Here are some suggestions to possibly help put more teeth into your Order:

* ALWAYS carry a copy of the Order and a photograph of the perpetrator with you. Have it in your purse, and perhaps an extra set in the glove box of your car. Keep a set somewhere safe within your home, as well.

* Provide copies of the Order and a photograph of your abuser to your minister or spiritual leader at whatever house of worship you attend.

* If you work outside the home, meet with and speak to your office administrator or human resources director about your situation. See that they have a copy of the Order and a photograph of the batterer. You may need to explain just a bit. Let them know there is potential danger, and if he is seen coming through any entrance, 911 should be called immediately. We DREAM of the day ALL of corporate America wakes up and becomes pro-active against the repetitive massive killings at workplaces that are directly related to domestic disputes. Corporate Alliance to End Partner Violence is doing just that.

* In the event you have not yet done so, it’s time to talk with your family. Let them know what has transpired. Be sure a family member has a copy of the Order and a copy of a photograph, as well. They may need to present them to law enforcement, and it is always helpful to our first responders to know what the person they are up against looks like.

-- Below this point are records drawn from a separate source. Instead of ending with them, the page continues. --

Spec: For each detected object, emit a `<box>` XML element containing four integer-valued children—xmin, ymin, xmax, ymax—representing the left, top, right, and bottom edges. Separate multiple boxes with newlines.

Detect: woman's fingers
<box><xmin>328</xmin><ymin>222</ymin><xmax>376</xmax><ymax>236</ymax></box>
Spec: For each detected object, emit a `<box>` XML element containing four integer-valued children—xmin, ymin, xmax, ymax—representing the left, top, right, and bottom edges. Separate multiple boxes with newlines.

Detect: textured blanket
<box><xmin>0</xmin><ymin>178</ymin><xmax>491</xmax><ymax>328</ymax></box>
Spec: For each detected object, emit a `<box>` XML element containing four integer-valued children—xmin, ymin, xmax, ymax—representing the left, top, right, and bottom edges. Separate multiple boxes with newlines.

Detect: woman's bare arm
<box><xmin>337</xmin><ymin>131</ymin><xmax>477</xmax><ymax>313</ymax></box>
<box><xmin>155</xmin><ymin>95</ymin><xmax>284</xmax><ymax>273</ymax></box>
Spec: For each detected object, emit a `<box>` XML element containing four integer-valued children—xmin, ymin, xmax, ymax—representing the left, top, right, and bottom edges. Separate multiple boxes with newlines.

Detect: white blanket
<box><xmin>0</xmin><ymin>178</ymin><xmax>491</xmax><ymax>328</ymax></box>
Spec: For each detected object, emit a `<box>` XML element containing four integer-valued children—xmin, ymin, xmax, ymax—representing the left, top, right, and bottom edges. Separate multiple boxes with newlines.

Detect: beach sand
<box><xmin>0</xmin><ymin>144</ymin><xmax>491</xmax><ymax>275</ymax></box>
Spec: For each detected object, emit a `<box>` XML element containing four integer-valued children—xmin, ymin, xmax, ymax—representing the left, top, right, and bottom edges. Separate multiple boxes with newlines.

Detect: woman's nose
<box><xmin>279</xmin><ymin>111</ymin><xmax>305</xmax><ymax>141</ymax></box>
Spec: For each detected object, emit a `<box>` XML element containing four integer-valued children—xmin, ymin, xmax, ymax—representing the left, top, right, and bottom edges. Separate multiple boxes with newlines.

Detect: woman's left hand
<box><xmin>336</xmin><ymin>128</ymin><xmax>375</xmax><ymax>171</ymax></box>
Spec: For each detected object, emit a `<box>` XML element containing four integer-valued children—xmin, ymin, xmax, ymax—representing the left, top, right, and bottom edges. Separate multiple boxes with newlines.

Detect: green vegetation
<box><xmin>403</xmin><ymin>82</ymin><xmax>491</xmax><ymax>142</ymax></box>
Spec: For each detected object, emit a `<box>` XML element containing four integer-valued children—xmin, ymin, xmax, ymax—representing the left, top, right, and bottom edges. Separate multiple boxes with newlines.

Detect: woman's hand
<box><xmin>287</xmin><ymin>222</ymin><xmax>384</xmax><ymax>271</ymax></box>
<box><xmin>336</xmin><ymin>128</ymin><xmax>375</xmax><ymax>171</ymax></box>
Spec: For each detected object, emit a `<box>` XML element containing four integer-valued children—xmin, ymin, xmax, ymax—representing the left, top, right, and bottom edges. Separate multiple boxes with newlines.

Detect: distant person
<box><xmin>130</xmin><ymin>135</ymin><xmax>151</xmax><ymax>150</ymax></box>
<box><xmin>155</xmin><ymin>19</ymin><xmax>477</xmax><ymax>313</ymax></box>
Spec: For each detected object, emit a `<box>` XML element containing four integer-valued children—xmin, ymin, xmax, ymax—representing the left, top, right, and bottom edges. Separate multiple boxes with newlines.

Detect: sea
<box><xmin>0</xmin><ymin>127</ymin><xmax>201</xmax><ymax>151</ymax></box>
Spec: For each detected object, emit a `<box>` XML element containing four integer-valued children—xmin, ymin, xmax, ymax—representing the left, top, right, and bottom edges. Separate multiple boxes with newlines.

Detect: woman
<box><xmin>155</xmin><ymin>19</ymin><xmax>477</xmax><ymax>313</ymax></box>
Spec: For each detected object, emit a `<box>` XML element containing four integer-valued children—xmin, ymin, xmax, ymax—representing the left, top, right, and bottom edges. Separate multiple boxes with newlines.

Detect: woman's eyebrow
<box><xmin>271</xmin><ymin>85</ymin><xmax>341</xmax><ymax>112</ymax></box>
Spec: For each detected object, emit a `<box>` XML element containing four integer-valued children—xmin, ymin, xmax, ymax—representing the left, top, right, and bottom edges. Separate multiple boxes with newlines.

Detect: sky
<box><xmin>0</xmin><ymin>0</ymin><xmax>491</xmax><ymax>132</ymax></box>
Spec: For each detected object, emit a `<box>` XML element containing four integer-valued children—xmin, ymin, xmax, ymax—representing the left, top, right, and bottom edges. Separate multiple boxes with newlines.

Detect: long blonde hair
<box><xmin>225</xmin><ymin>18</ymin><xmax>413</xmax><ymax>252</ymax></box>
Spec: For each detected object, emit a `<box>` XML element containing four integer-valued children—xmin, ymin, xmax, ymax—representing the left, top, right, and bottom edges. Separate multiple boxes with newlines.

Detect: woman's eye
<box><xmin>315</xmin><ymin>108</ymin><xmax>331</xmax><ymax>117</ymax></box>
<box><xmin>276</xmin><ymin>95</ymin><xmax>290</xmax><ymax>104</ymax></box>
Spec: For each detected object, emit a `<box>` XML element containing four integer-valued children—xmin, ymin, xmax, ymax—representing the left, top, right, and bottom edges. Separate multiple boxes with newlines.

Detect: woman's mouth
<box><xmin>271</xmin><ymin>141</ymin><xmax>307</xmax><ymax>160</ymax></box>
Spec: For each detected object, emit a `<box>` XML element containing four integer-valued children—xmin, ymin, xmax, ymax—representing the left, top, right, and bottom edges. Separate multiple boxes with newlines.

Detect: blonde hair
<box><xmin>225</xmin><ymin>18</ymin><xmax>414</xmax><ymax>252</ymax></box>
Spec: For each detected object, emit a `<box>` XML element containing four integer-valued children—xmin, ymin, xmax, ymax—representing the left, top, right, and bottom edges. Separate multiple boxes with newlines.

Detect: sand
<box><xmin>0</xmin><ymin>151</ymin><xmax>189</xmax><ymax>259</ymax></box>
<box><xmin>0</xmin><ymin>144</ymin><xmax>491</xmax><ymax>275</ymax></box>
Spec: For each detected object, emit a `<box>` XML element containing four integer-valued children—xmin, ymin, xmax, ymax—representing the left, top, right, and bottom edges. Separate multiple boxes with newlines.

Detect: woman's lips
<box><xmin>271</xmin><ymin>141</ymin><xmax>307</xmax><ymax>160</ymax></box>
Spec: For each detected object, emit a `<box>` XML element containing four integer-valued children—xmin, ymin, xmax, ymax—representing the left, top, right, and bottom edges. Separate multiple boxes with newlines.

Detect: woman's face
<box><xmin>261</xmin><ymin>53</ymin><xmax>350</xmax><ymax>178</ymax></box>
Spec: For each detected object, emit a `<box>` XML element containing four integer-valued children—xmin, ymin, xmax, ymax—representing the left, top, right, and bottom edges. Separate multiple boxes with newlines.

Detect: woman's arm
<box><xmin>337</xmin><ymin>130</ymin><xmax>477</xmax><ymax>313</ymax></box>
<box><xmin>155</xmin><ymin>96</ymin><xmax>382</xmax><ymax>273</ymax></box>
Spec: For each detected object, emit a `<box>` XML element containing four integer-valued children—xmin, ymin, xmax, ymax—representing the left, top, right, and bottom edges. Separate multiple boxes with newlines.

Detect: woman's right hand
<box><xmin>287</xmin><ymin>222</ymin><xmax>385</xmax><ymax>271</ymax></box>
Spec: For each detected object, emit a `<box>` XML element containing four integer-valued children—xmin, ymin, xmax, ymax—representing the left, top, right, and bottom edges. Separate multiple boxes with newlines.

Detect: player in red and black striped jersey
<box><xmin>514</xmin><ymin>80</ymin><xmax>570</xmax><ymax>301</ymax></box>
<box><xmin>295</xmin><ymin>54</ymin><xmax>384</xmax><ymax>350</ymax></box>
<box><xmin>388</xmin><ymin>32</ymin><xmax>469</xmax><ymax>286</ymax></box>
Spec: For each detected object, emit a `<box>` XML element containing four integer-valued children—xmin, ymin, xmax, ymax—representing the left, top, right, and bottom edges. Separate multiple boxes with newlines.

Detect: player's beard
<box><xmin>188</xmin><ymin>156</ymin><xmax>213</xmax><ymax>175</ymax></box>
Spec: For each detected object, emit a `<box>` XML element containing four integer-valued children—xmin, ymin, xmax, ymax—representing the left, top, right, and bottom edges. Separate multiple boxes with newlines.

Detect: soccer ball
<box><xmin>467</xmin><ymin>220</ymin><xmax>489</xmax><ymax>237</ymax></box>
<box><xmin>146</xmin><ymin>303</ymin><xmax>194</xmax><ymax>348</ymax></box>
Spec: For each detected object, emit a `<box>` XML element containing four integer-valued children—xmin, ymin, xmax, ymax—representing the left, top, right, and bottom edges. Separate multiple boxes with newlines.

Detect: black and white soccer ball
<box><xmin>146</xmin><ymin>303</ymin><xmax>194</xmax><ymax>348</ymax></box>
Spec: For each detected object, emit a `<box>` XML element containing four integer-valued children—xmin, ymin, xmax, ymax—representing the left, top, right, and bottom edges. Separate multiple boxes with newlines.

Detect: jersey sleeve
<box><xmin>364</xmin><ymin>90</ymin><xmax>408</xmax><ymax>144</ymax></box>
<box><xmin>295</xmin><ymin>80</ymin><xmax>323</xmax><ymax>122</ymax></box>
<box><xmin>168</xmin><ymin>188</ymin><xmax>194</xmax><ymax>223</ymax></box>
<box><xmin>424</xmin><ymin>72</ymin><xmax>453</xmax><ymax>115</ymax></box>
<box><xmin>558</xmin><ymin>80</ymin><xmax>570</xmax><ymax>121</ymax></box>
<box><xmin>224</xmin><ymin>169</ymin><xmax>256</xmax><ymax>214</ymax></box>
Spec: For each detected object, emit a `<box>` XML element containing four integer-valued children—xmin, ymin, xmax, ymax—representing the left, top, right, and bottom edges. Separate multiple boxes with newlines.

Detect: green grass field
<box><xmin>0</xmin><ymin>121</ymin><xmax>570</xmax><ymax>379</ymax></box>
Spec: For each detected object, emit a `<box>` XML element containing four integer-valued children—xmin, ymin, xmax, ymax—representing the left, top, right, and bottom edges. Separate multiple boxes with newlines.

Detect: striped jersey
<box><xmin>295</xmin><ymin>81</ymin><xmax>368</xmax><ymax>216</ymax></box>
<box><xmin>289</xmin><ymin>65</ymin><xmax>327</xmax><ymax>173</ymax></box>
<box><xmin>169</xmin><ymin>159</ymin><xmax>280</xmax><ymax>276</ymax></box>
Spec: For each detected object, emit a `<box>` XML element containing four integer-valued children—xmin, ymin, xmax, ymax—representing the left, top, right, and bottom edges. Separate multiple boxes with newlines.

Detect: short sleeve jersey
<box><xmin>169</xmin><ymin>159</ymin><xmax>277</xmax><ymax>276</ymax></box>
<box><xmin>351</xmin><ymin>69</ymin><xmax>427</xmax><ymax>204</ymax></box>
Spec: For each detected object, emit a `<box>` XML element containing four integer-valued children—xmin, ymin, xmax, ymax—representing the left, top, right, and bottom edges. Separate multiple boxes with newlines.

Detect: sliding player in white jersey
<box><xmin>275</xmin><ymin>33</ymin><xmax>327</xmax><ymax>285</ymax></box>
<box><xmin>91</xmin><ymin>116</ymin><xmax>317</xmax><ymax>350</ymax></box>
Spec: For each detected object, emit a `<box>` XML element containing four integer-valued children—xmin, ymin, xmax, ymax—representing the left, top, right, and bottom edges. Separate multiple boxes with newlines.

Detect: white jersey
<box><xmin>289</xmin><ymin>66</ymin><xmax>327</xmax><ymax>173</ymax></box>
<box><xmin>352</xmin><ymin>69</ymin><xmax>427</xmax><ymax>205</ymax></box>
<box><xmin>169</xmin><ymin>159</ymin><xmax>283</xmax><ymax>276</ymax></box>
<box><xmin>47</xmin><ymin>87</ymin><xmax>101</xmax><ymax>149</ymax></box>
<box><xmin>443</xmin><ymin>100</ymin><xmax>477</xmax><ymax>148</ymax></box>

* Develop a safety code word or phrase with your closest friend. You know the friend. You spend most of your down time with this person. If they hear you mention the word in a conversation, that is code for, “He’s here,” or “He’s on his way,” but especially, “I’m in danger! HELP!” Your friend should call 911, inform the dispatcher there is an emergency, and a report has been made that a Restraining Order or No-Contact Order either has been or is about to be broken, putting the victim in harm’s way. Let them know if children are involved and potentially in danger, as well.

And foremost, if at all possible, be sure whoever makes the call knows to inform law enforcement if the abuser is under the influence of drugs or alcohol (or known to abuse them), and if they carry or own weapons. We want to keep our law officers safe, too.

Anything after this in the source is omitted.